ACC-0006 · claude-opus-4-8 (medium)
# Decline in value - first-year deduction

This is a benchmarking hypothetical, not tax advice. Figures are as at FY2025-26.

## Given

- Cost of asset: $30,000
- Effective life: 5 years
- Taxable-purpose use: 100%
- Full year applies (no part-year apportionment)

## (a) Prime cost method

Formula: `cost * (1 / effective life)`

= $30,000 * (1 / 5)
= $30,000 * 0.20
= **$6,000**

First-year deduction under the prime cost method: **$6,000**.

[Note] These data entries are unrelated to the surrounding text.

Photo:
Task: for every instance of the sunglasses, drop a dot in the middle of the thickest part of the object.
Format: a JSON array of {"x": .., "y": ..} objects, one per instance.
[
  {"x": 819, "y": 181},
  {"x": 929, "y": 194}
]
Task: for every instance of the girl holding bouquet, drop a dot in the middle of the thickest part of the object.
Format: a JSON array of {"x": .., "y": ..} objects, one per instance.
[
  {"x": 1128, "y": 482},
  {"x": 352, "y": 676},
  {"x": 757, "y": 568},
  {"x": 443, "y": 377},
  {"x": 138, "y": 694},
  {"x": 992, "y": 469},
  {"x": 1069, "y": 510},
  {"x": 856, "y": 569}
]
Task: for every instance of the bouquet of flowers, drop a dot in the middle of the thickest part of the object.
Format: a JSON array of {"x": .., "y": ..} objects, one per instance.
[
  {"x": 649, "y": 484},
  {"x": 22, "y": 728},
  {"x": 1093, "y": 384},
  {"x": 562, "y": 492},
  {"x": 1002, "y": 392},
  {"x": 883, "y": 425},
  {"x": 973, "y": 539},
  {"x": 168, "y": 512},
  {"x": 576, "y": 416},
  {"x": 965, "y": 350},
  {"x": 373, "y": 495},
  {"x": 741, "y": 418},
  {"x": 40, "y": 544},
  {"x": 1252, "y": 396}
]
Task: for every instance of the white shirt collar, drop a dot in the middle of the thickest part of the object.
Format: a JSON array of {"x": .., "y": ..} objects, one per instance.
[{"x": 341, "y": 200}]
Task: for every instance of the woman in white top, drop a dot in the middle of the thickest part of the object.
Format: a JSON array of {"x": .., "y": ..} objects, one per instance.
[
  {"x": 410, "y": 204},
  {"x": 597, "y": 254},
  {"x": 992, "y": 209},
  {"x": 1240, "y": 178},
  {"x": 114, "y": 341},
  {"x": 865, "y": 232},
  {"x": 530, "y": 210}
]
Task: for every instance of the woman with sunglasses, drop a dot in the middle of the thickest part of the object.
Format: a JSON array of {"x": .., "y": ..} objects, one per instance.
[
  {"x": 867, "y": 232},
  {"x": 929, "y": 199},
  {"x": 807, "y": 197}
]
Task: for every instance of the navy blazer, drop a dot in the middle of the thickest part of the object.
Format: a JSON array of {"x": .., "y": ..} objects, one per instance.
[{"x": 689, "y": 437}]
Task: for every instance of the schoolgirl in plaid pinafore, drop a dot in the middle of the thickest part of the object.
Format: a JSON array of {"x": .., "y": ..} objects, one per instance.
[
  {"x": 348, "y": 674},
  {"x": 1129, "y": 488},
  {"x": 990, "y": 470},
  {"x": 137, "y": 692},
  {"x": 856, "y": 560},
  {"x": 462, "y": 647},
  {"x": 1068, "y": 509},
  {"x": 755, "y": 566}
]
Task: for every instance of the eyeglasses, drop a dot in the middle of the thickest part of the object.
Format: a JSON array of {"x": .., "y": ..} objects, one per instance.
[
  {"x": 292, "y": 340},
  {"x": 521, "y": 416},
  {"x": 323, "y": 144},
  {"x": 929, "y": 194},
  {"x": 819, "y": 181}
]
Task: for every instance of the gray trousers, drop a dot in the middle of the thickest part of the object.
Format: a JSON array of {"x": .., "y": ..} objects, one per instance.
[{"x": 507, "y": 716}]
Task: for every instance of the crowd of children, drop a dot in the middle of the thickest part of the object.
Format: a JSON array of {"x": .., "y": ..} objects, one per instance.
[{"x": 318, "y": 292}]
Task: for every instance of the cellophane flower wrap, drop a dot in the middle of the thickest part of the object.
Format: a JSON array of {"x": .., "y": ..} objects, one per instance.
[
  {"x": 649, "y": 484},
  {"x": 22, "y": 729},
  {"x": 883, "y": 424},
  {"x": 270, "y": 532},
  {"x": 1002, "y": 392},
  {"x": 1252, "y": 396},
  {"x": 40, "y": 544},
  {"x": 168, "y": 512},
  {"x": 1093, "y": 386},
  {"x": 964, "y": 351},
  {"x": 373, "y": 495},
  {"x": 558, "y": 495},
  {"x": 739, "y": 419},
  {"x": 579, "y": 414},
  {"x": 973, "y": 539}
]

## (b) Diminishing value method

Formula: `cost * (2 / effective life)`

The factor of 2 is the 200% rate that applies to assets first used (or installed ready for use) on or after 10 May 2006.

= $30,000 * (2 / 5)
= $30,000 * 0.40
= **$12,000**

First-year deduction under the diminishing value method: **$12,000**.

## Controlling authority

The decline in value (capital allowance) rules are governed by **Division 40 of the Income Tax Assessment Act 1997 (Cth)** (the "uniform capital allowances" provisions). The two methods for working out decline in value, and the 200% diminishing value rate for assets first used on or after 10 May 2006, sit within that Division (see s 40-65, s 40-70, and s 40-72 ITAA 1997).

## Approach

I applied the two formulas given in the task directly. Because use is 100% for a taxable purpose and a full year applies, no apportionment factor reduces either figure. Prime cost spreads the cost evenly (1/5 per year = $6,000), while diminishing value applies double that rate in the first year (2/5 = $12,000). I named Division 40 ITAA 1997 as the controlling authority for the uniform capital allowance / decline in value rules.